Harm reduction themes were prominent in the session co-presented by Childs and Jennifer Lanzillotta-Rangeley, PhD, a registered nurse anesthetist and an assistant professor at the University of Cincinnati. Ongoing services to improve quality-of-life outcomes for overdose survivors should include access to syringe services programs, drug testing strips, and the overdose reversal medication naloxone, they said.
Childs criticized programs that make support for overdose survivors contingent on their agreeing to enter treatment immediately. “It's important not to force people into decisions,” he said.

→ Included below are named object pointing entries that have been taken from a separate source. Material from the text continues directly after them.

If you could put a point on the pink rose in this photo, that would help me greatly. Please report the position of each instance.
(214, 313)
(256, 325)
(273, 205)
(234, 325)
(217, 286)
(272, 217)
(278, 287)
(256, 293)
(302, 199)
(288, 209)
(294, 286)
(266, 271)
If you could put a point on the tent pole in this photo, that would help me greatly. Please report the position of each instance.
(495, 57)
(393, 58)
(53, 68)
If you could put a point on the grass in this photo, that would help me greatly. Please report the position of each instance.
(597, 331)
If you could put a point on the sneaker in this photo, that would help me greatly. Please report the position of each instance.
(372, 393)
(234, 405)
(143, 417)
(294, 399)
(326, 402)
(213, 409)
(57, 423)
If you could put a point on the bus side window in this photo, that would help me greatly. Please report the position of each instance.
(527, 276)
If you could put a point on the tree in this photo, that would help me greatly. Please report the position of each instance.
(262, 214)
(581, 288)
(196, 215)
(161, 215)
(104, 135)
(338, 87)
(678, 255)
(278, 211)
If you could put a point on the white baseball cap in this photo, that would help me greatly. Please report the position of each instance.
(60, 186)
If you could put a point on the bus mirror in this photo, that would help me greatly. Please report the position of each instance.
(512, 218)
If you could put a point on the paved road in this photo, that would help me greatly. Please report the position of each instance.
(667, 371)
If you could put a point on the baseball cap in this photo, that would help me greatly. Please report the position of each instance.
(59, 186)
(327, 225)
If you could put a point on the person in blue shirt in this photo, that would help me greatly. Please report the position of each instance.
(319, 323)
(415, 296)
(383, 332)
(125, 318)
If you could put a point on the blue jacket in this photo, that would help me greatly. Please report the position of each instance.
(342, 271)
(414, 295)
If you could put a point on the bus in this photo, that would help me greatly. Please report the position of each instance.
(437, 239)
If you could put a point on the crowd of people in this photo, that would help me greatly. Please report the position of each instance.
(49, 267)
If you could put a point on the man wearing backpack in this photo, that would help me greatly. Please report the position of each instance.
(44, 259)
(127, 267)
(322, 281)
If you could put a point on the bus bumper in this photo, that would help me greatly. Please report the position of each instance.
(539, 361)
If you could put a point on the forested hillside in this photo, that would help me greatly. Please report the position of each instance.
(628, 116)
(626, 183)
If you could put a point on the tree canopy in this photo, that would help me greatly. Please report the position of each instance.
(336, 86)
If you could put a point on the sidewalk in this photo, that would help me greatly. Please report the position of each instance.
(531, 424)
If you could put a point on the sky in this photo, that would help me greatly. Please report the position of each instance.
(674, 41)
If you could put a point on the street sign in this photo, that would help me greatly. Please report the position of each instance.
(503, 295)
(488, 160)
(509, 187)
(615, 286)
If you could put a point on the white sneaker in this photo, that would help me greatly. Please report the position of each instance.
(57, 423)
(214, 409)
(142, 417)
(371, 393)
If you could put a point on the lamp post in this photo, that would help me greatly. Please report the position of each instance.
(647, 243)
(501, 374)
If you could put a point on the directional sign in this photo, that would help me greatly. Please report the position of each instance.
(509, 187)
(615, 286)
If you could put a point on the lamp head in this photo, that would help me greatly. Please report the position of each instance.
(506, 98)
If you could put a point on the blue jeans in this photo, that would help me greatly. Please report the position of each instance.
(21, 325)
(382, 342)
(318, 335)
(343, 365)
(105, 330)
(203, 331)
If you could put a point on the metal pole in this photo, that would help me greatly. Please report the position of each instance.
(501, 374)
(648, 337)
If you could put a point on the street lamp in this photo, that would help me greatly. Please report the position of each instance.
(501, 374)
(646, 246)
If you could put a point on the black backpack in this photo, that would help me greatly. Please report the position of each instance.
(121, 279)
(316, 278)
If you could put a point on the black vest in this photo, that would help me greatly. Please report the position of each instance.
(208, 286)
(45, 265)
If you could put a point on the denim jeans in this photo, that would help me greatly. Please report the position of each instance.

In North Carolina, 18 active post-overdose response team (PORT) programs seek to follow up with individuals within 72 hours of a non-fatal overdose. Some of these programs are led by paramedics, while peer and harm reduction specialists are at the helm of others. Initial outreach might occur with a team visit involving public safety and community outreach workers together.
Lanzillotta-Rangeley reported that among 500 follow-up visits conducted by the quick response team in Colerain Township, Ohio, more than half pursued further treatment.
The coronavirus crisis has forced outreach workers to get creative, to the point of some tossing naloxone kits into the open windows of passing cars to keep fulfilling that part of the harm reduction mission, Lanzillotta-Rangeley said.
She mentioned one significant impediment to understanding the full impact of the Ohio quick response teams. Because no standard instrument for collecting data exists, it becomes difficult to pinpoint the causes of the wide variation in performance among the teams.
“We don't know why some teams are doing better than others,” Lanzillotta-Rangeley said. “We don't know what best practice is.”